15 En Hij zeide tot hen: Ziet toe en wacht u van de gierigheid; want het is niet in den overvloed gelegen, dat iemand leeft uit zijn goederen.

16 En Hij zeide tot hen een gelijkenis, en sprak: Eens rijken mensen land had wel gedragen;

17 En hij overleide bij zichzelven, zeggende: Wat zal ik doen, want ik heb niet, waarin ik mijn vruchten zal verzamelen.

18 En hij zeide: Dit zal ik doen; ik zal mijn schuren afbreken, en grotere bouwen, en zal aldaar verzamelen al dit mijn gewas, en deze mijn goederen;

19 En ik zal tot mijn ziel zeggen: Ziel! gij hebt vele goederen, die opgelegd zijn voor vele jaren, neem rust, eet, drink, wees vrolijk.

20 Maar God zeide tot hem: Gij dwaas! in dezen nacht zal men uw ziel van u afeisen; en hetgeen gij bereid hebt, wiens zal het zijn?

21 Alzo is het met dien, die zichzelven schatten vergadert, en niet rijk is in God.

17 Hän mietti itsekseen: 'Mitä tekisin?

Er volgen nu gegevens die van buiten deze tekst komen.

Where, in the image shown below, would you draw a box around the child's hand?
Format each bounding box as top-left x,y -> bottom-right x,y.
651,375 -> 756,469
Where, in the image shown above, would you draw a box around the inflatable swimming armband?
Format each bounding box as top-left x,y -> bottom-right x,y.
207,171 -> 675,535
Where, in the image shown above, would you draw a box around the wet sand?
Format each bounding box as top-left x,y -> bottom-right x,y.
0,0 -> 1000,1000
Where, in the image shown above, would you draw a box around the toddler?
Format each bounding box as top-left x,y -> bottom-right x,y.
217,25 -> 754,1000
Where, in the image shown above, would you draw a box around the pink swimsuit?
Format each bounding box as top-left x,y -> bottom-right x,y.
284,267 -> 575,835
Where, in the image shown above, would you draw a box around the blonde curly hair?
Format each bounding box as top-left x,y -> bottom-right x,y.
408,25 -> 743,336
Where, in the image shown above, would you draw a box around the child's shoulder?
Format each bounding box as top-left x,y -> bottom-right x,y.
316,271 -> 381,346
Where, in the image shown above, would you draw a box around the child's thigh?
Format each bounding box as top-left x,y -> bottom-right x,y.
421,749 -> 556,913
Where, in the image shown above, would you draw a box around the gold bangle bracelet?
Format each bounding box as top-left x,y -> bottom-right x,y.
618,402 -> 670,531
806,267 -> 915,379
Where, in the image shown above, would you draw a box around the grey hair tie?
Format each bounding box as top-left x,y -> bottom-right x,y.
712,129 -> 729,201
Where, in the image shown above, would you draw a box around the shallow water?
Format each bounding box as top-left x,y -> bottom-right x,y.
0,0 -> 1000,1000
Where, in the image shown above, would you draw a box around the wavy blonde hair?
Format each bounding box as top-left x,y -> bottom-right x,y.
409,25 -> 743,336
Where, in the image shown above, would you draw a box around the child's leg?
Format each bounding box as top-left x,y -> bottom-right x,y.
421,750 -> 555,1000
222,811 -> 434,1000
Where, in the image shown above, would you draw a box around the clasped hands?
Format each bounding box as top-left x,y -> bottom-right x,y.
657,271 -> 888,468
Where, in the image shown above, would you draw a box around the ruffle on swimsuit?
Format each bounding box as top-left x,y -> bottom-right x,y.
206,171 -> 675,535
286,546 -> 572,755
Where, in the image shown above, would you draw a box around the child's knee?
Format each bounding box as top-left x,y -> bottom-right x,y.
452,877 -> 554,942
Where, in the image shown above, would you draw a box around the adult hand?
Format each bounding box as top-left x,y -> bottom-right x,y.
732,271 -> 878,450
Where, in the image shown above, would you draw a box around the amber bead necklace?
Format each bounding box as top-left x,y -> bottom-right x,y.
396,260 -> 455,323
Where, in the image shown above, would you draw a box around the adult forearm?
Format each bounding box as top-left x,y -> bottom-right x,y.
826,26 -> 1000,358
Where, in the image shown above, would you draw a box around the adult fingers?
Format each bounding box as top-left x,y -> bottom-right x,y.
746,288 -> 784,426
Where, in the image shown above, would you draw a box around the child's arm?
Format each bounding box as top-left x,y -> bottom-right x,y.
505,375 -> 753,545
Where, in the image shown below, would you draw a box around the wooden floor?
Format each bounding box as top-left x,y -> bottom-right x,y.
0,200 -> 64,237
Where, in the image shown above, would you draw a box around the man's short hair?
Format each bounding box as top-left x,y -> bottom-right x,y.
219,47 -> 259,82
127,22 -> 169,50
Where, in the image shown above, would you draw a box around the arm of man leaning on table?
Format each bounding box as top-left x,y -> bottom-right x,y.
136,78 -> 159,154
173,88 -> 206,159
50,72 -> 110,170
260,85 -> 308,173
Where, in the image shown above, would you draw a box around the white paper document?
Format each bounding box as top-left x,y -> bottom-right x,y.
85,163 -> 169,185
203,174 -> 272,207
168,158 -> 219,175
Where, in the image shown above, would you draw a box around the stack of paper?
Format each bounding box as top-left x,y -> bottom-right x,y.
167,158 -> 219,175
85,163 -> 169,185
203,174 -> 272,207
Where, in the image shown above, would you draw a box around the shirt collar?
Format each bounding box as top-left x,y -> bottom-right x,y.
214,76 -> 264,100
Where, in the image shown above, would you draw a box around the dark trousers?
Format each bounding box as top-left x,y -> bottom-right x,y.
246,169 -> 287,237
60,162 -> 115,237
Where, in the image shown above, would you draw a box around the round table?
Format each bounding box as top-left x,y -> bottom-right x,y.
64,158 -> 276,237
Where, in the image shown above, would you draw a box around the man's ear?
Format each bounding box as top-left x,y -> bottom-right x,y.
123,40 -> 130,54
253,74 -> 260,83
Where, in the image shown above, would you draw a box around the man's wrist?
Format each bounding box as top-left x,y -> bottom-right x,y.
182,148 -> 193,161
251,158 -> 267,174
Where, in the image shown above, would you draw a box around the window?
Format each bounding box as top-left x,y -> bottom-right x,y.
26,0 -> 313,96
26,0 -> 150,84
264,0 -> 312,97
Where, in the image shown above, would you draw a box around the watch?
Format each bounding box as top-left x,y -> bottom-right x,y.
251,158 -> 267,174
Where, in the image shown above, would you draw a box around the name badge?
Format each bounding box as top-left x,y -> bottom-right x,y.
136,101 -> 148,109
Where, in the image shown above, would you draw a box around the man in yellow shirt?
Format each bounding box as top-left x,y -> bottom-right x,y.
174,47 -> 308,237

Minun satoni ei mahdu enää mihinkään.'

18 Hän päätti: 'Minäpä teen näin: puran aittani ja rakennan isommat niiden sijaan. Niihin minä kerään koko satoni ja kaiken muun, mitä omistan.

19 Sitten sanon itselleni: Kelpaa sinun elää! Sinulla on kaikkea hyvää varastossa moneksi vuodeksi. Lepää nyt, syö, juo ja nauti elämästä!'

20 Mutta Jumala sanoi hänelle: 'Sinä hullu! Tänä yönä sinun sielusi vaaditaan sinulta takaisin. Ja kaikki, minkä olet itsellesi varannut -- kenelle se joutuu?'

21 Näin käy sen, joka kerää rikkautta itselleen mutta jolla ei ole aarretta Jumalan luona.